Если единственный пятиминутный разговор – это «наилучшее», что Эйлин может сделать, не хотелось бы узнать, что же для нее «наихудшее». Хотя для корреспондента, находящегося за пределами страны, пять минут – очень много; Пол работал на Эй-би-си. Это было не единственное весьма сомнительное оправдание, которое Шеп слышал от «близких» друзей, исчезнувших из их жизни. В результате, когда в ночь на Хеллоуин Шеп решил доработать списки «Близкие друзья» и «Знакомые», файл «Близкие друзья» он просто удалил.
На следующий день, пребывая в более благодушном настроении, Шеп пришел к выводу, что все эти люди уже давно показали, что для них значила Глинис. Как неподдельно они восторгались ее работами, признавая ее элегантность и чувство стиля! Как вспоминали то или иное событие из жизни!.. Их высокопарные хвалебные оды, Глинис с негодованием называла их панегириками, были способны загнать в угол толпы недоброжелателей. Будет выглядеть достаточно странно, если после восхищений и признаний в любви перейти к разговорам об обновлении дорожного покрытия на Уолнат-стрит. В десять раз хуже выглядели неловкие сцены и витиеватые прощальные речи после ужина, напоминающие бездарный спектакль, – нарочито-доброжелательные, за которые потом мысленно можно себя похвалить, сев в машину, – после которого приходишь в себя, только когда понимаешь, что забыл в гостях свитер. Ты воровато звонишь в дверь, понимая, что хозяева уже моют посуду. Вуаля, остроумие, щедрость, блеск недавнего момента расставания сменяется смущенным топтанием в холле и неловким ожиданием, когда хозяева, спешно вытирающие мокрые руки, найдут забытую вещь. Очень трудно сохранить высокие отношения с больным человеком. Пожалуй, единственный возможный вариант достойного расставания – от всего сердца высказать самые теплые пожелания и больше никогда не возвращаться.
Кроме того, о чем говорить с Глинис, когда медицинские темы исчерпаны?

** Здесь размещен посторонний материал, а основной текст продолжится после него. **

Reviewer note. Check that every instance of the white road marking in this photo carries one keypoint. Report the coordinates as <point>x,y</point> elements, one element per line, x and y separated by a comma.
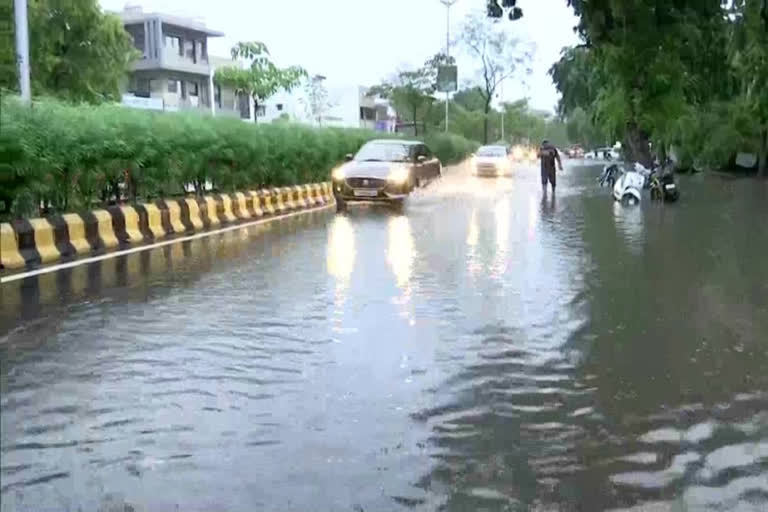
<point>123,252</point>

Она слышать не могла воспоминания о том, какая чудесная у нее была жизнь, и жаловаться не умела. Вся ее настоящая жизнь зависела от состояния ее организма: руки были исколоты во время многочисленных процедур химии и болели; жидкость скапливалась в плевральной полости, затрудняя дыхание; апатия то отступала, то вновь парализовывала тело; сыпь, отеки и странные полосы на потемневших ногтях. Она могла бы рассказать о них, но все это было слишком болезненно прежде всего для самой Глинис.
Казалось, их гости чувствовали себя так же, как следящие за показательным судебным процессом, это было как увлекательное строительство различных сооружений на Луне. Помимо злорадства по отношению к людям, над которыми навис зловещий рок, как несчастные обездоленные в Новом Орлеане, Глинис не выражала ни малейшей заинтересованности событиями за пределами их дома. Ежедневные новости сообщали пугающие вещи: происходят необратимые изменения климата, упадок в развитии инфраструктуры, увеличение внешнего долга. Все это можно принимать близко к сердцу, только если вас беспокоит вопрос, что Сан-Франциско однажды смоет в Тихий океан, дюжины машин могут пострадать из-за разрушения моста на шоссе И-95, а страну полностью поглотит Китай. Глинис такие вещи не волновали совершенно. Кроме3 пожалуй, первых двух катастроф, которые несколько могли бы поднять ей настроение. Что же касается событий в стране, это ей было безразлично, впрочем, как и поглощение Китаем.